Estimating time series models by state space methods in Python: Statsmodels (2015)
This paper describes an object oriented approach to the estimation of time series models using state space methods and presents an implementation in the Python programming language. This approach at once allows for fast computation, a variety of out-of-the-box features, and easy extensibility. We show how to construct a custom state space model, retrieve filtered and smoothed estimates of the unobserved state, and perform parameter estimation using classical and Bayesian methods. The mapping from theory to implementation is presented explicitly and is illustrated at each step by the development of three example models: an ARMA(1,1) model, the local level model, and a simple real business cycle macroeconomic model. Finally, four fully implemented time series models are presented: SARIMAX, VARMAX, unobserved components, and dynamic factor models. These models can immediately be applied by users.
Index of Common Inflation Expectations (2020)
with Hie Joo Ahn
This note develops a new index of common inflation expectations that summarizes the comovement of various inflation expectation indicators based on a dynamic factor model.

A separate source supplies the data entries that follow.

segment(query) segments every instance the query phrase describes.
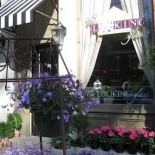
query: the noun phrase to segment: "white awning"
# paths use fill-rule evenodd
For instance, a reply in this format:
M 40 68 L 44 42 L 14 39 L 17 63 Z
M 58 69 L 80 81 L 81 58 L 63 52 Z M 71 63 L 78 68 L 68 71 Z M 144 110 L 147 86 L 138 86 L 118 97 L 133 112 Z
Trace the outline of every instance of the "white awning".
M 0 28 L 30 23 L 33 10 L 45 0 L 10 0 L 0 7 Z

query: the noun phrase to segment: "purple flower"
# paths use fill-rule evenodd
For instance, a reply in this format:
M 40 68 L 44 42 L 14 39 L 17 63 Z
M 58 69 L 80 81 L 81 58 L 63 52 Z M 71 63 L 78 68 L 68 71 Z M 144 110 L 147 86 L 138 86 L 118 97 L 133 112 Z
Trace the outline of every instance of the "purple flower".
M 50 97 L 50 96 L 52 96 L 53 94 L 52 94 L 52 92 L 47 92 L 46 95 Z
M 47 101 L 46 97 L 43 97 L 43 98 L 42 98 L 42 101 L 43 101 L 43 102 L 46 102 L 46 101 Z
M 71 108 L 72 107 L 72 109 L 73 109 L 73 103 L 72 102 L 67 103 L 67 107 L 68 108 Z
M 64 115 L 64 120 L 65 120 L 65 122 L 68 122 L 68 121 L 69 121 L 69 117 L 70 117 L 69 114 L 65 114 L 65 115 Z

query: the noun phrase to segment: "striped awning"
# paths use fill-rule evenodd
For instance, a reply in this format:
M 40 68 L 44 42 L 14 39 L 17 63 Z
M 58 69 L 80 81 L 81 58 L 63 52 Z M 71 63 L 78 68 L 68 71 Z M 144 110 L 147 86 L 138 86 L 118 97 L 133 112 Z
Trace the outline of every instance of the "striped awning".
M 30 23 L 33 10 L 45 0 L 9 0 L 0 7 L 0 28 Z

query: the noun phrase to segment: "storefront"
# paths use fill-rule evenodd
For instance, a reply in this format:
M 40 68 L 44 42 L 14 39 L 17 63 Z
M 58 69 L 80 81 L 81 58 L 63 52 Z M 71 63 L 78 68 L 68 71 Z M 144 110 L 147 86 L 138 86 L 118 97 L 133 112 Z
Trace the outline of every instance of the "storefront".
M 68 9 L 68 6 L 72 7 Z M 33 11 L 34 8 L 52 18 Z M 53 23 L 56 23 L 53 18 L 58 18 L 65 25 L 67 35 L 61 53 L 69 71 L 82 81 L 83 88 L 93 87 L 98 79 L 102 86 L 115 89 L 102 94 L 112 97 L 112 102 L 102 99 L 102 103 L 89 112 L 90 128 L 123 124 L 126 128 L 150 126 L 154 129 L 153 70 L 141 68 L 145 63 L 144 57 L 149 55 L 145 49 L 153 44 L 152 1 L 59 0 L 59 14 L 50 0 L 38 1 L 34 8 L 27 9 L 29 14 L 17 11 L 13 18 L 12 14 L 1 18 L 2 32 L 5 34 L 6 28 L 14 26 L 16 19 L 14 37 L 44 38 L 33 40 L 33 43 L 38 50 L 48 51 L 48 38 L 51 37 Z M 17 20 L 17 16 L 23 17 L 23 20 Z M 24 21 L 29 17 L 33 17 L 32 23 Z M 8 19 L 10 22 L 7 22 Z M 29 41 L 18 39 L 14 45 L 18 48 L 28 44 Z M 41 59 L 44 63 L 43 55 Z M 54 67 L 56 65 L 60 74 L 66 74 L 61 59 L 53 64 Z M 37 69 L 33 68 L 28 73 L 32 75 Z M 25 73 L 22 71 L 18 75 L 22 77 Z M 31 116 L 23 114 L 23 120 L 22 134 L 32 134 Z
M 83 49 L 89 54 L 92 52 L 92 59 L 87 66 L 92 73 L 83 76 L 86 82 L 84 87 L 93 87 L 96 80 L 104 87 L 102 92 L 92 93 L 101 97 L 102 101 L 90 111 L 92 127 L 107 124 L 124 125 L 126 128 L 154 128 L 154 75 L 153 70 L 142 67 L 150 54 L 147 47 L 153 44 L 152 1 L 131 3 L 122 0 L 108 3 L 105 1 L 103 4 L 107 9 L 104 9 L 104 13 L 95 3 L 92 14 L 89 11 L 89 18 L 85 18 L 92 33 L 89 38 L 91 48 L 86 47 L 90 43 L 87 40 Z M 99 10 L 102 12 L 101 18 L 98 18 Z M 94 33 L 102 39 L 94 39 Z

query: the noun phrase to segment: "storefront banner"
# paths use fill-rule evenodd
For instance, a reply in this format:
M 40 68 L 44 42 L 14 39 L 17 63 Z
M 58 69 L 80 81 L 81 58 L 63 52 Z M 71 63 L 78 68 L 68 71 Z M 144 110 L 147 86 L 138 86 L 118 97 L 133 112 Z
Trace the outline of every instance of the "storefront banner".
M 105 16 L 90 17 L 86 23 L 89 24 L 92 33 L 100 36 L 130 32 L 131 28 L 144 26 L 144 19 L 139 17 L 132 19 L 128 13 L 112 7 Z
M 97 32 L 98 35 L 108 35 L 115 33 L 130 32 L 131 28 L 142 27 L 144 25 L 143 18 L 127 19 L 120 21 L 101 21 L 91 25 L 91 32 Z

This index suggests that inflation expectations were relatively stable between 1999 and 2012, and then experienced a downward shift that persisted, despite some fluctuations, at least through the beginning of the COVID-19 pandemic in early 2020. Since then it has successfully captured pandemic-driven concerns, first falling on fears of a prolonged recession, and then rising as the US economy has recovered and anxiety about inflation has grown.